I Don't Maintain My Homelab
17 points by confusedalex
17 points by confusedalex
I have a similar experience with my server at home.
I run Debian with unattended security upgrades, everything runs as rootless containers with pinned versions, managed by systemd using Podman Quadlet. Podman's auto-update keeps the containers updated.
Systemd timers take care of routine tasks like backups, image pruning, and the like.
I only pop have to pop in to reboot if there was a kernel upgrade, or if I am bumping an image version. Ansible takes care of these.
rootless containers with pinned versions ... Podman's auto-update keeps the containers updated.
I'm trying to understand these two parts. I thought the "pinned versions" comment meant that you weren't automatically pulling updates, but it sounds like you are, so I think these are two different things being updated and I'm misunderstanding.
I'm guessing "pinned versions" means they're running tags like foo:3 or foo:3.2, as opposed to foo:latest?

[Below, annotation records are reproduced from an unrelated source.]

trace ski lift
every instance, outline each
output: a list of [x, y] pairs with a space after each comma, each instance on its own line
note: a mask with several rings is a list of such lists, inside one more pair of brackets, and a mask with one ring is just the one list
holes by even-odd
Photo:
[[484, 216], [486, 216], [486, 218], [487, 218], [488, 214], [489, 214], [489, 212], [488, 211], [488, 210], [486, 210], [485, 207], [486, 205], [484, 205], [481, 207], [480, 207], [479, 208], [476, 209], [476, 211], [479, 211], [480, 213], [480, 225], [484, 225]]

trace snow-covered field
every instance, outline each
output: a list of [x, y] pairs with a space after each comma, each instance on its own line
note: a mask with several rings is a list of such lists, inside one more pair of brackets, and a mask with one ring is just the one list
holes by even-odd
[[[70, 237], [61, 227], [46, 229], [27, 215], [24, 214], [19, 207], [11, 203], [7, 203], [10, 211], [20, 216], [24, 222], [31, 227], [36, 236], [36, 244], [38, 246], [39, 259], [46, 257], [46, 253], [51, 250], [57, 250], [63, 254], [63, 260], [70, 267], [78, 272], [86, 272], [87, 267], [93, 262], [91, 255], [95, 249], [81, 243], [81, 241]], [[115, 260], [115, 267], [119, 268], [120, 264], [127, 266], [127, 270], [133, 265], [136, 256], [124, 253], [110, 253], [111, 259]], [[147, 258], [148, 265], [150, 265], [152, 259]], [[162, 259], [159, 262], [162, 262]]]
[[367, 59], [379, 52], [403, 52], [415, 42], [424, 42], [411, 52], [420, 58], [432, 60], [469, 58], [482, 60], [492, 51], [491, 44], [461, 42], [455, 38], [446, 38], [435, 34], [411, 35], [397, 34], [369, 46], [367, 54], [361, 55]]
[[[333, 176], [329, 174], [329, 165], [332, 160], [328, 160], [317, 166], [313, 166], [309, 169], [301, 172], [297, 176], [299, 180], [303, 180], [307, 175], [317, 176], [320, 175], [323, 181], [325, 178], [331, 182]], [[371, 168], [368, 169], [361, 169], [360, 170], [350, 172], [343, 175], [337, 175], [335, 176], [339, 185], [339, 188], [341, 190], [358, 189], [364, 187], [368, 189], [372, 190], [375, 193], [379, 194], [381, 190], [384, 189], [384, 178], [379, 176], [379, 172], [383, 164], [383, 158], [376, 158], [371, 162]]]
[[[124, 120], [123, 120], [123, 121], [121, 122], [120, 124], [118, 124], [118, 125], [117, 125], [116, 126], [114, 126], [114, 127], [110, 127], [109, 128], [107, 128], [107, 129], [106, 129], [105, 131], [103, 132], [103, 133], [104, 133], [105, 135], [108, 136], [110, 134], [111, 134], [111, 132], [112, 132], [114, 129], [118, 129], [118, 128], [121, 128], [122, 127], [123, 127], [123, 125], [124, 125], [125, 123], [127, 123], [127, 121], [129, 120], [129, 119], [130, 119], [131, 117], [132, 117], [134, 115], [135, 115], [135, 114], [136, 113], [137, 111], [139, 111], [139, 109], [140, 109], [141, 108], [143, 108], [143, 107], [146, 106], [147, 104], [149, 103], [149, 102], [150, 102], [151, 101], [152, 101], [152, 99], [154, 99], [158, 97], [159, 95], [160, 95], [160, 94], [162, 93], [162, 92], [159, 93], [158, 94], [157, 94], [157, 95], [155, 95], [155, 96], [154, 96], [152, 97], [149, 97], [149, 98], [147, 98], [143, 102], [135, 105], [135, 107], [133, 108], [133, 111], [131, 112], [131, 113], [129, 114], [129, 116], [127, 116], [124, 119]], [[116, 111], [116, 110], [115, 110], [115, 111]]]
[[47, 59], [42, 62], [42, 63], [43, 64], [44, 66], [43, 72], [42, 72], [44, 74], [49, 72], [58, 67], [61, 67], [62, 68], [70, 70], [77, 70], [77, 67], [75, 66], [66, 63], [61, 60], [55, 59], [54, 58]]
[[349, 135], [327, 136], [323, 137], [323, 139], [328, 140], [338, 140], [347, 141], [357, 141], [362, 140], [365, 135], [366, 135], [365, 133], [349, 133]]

That way, when auto-update pulls the latest images, their service will automatically update from 3.2.0 to 3.2.1 (as well as get any updates to, say, the Alpine base image), but it will never update to 4.0.0 on its own.
Same but I don’t update anything unless there’s a specific feature I want. The nice part about self-hosted software is that you can update it on your schedule. And if everything is working fine, and not exposed to the Internet except through Tailscale, then you can just leave it be and it’s stable, excepting hardware failure.
(Besides from a pet peeve that a "lab" is more a place for experiments- and you don't need to maintain experiments...)
I think using containers is a mixed bag. On one hand, there are projects where containers are the first-class citizen delivery, and you get proper updates that way.
But I feel many people are running "suboptimally" maintained containers- I see lots of trouble coming from that.
I think it's more about figuring out what's the first-class citizen of getting updates for the software you use.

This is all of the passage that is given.